By 2010 Hermann had more or less moved to China full time. He frequently treks back to St. Louis, where his two daughters live, but Shenzhen is where he prefers to be. Being in the city, which is often called the Silicon Valley of China, positions Hermann perfectly to consult both with American companies wanting to do business in China as well as with Chinese companies wanting to enter the U.S. The tropical weather doesn't hurt, either. More than once Hermann has messaged me a panorama of the ocean view from his apartment balcony. "As far as I know you can't find this view in St. Louis," he jokes.

Even as JP and Hermann became a bona fide couple, she stayed in Nanjing while he stayed in Shenzhen. The long-distance relationship suited them fine. JP's professional and family life were in her hometown and it was easy enough for the two of them to rendezvous. He accompanied JP as she walked her daughter down the aisle. JP, sometimes accompanied by her daughter and son-in-law, made trips to Shenzhen to take in the view.

In 2012 Hermann's daughters visited China to take in the sights and meet JP. Not long after that, the couple began planning JP's first visit to St. Louis so she could meet the rest of Hermann's family.

Flying to St. Louis the following summer, they changed planes in Chicago. To JP, Chicago looked "normal."

"But when I first landed in St. Louis," JP recalls, "I said, 'Where are the buildings? Where are the people?' That made Tim laugh."

She took to the city, though, visiting multiple times and exploring it in part through a camera's lens. After spending a lot of time photographing St. Louis' churches, in 2016 JP compiled the photos into a book. The couple arranged an exchange of photographers between St. Louis and Nanjing, and it was this project that put them on the radar of both the Sister City Committee in St. Louis as well as the Friendship Association in Nanjing.

In 2017, Nanjing foreign affairs officer Xia Yan contacted JP and Hermann with a proposal. The 40th anniversary of the St. Louis-Nanjing sister-city agreement was on the horizon (in 2019), and Yan was keen on there being an exchange to mark the milestone. Hermann and JP asked Yan what he had in mind. The foreign affairs officer looked to the couple and said, "Baseball."

In the following months various ideas were brainstormed and then scrapped. There was talk of putting together a team from St. Louis to play a demonstration game in Nanjing. But what if no one showed up to watch?

Hermann came up with the idea for two statues: one in Nanjing depicting an American pitcher and then, in St. Louis, a Nanjing catcher poised to receive his pitch. Already Nanjing has countless pieces of public art commemorating the recent Youth Olympics and sport in general; why couldn't a baseball player be among them? Likewise, St. Louis has plenty of statues of American ball players; why can't there be one of a Chinese national?

Hermann recruited Harry Weber, the sculptor behind the bronze statues of Lewis and Clark on the riverfront and the bull in front of the Stifel, Nicolaus building downtown. Weber was intrigued by the idea but thought a pitcher and a batter might be more appropriate than a pitcher and a catcher. Throwing the ball to a batter, he explained, means the batter might hit it and then something else will happen. There's a continuation. It's ongoing.

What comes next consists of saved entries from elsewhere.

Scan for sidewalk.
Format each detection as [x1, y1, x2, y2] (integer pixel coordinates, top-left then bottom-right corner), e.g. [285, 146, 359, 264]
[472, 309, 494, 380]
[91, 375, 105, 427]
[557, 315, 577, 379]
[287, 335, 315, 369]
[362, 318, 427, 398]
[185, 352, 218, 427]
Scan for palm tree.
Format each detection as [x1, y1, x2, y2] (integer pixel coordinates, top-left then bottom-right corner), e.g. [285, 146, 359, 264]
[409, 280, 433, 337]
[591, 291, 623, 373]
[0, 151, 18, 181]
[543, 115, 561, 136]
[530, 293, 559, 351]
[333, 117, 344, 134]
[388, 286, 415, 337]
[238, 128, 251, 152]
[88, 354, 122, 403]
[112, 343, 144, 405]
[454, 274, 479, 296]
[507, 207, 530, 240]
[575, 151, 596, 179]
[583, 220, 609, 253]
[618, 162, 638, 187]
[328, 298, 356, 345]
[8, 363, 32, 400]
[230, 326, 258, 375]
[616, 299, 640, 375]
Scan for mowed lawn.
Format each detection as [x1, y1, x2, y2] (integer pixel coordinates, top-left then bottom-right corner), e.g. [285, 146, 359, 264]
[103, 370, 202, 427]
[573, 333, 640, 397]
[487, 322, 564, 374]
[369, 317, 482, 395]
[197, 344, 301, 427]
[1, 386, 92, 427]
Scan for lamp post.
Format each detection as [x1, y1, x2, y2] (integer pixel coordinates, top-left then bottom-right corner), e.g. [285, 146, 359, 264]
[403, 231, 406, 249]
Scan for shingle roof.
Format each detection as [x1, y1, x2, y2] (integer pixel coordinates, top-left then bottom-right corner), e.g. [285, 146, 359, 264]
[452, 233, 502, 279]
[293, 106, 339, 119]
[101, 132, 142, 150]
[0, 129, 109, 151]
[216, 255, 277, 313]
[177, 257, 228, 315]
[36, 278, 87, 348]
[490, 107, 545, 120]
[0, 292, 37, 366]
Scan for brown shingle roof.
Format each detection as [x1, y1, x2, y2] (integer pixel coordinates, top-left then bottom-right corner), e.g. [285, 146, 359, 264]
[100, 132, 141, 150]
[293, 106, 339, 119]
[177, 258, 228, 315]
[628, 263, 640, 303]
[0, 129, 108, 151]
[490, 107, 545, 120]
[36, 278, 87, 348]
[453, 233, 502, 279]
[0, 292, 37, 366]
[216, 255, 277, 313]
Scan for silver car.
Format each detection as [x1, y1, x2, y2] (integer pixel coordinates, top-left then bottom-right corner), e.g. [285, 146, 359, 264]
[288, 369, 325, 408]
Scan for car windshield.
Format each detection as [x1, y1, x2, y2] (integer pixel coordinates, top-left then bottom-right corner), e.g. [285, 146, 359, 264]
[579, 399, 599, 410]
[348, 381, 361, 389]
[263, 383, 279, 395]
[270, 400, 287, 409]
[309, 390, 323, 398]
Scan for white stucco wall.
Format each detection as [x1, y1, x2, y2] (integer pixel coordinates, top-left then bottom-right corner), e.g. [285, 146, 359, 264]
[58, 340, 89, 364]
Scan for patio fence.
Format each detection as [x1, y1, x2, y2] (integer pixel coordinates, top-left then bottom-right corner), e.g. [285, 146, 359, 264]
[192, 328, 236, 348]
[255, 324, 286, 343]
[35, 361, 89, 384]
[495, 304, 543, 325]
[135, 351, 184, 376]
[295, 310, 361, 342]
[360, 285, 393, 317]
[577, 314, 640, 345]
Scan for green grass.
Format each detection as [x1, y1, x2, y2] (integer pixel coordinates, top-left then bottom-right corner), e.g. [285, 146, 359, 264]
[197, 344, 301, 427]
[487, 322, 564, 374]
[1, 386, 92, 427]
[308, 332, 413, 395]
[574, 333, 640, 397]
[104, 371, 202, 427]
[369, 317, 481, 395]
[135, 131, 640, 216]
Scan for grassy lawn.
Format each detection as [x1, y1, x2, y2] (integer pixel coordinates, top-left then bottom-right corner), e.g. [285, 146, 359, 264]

"The idea was to have them look like they were separated by 60 feet instead of 7,000 miles," Weber says. "The pitcher will be in his follow-through, and the batter will be in the early stages of his swing."

Furthermore, thanks to Weber's work crafting the statues of iconic ball players outside Busch Stadium, he had a good relationship with Bill DeWitt Jr. and was friends with Adam Wainwright. Maybe, Weber suggested, the pitcher didn't have to be generic.

Two bronze statues, one of which has to be transported to the other side of the world, don't come particularly cheap. Fortunately, Collins and Hermann has thus far given the Sister City Committee $250,000, filling the program's coffers.

A pair of statues can seem at first glance like a luxury, little more than a nice bit of cultural enrichment. But it's important to keep in mind that amid major gridlock and dysfunction at the federal level, sustaining sister-city relationships can really matter. The committees from both cities act as international matchmakers, facilitating introductions for entities in one city to find meaningful collaboration with entities in the other. How else would St. Louis' Cortex form a relationship with Nanjing's BioValley? The Missouri Botanical Garden with the botanical gardens in Nanjing? For more than three decades Saint Louis University High has been exchanging students with the Foreign Language School in Nanjing. In the early '90s, the Nanjing Foreign Affairs Office introduced University of Missouri-St. Louis professor Joel Glassman to Nanjing University faculty, and every year since St. Louis has benefited from Nanjing students coming into the region to study.

Will every introduction be a home run? Not at all. But the relationship creates the potential. Given the general chaos of the world, why wouldn't St. Louis want a sister two millennia older and 60 times bigger?

As Hermann puts it: "The question is, how we can both economically and culturally connect the two communities? It's going to have to be connecting people over and over and over again. And if I'm able to promote cultural exchange between the two cities, it wouldn't have happened if not for the love of a St. Louis man by happenstance for a Nanjing woman."

"You really connect people when people connect," Perryman adds. "People in Nanjing will notice when someone like Tong, who stayed with us, goes to St. Louis. His friends and family will say, 'Where's St. Louis?' Tong's going to London, but he'll always have St. Louis in his heart. Simultaneously, the students from [Saint Louis University High] or UMSL who go to Nanjing will have that place with them."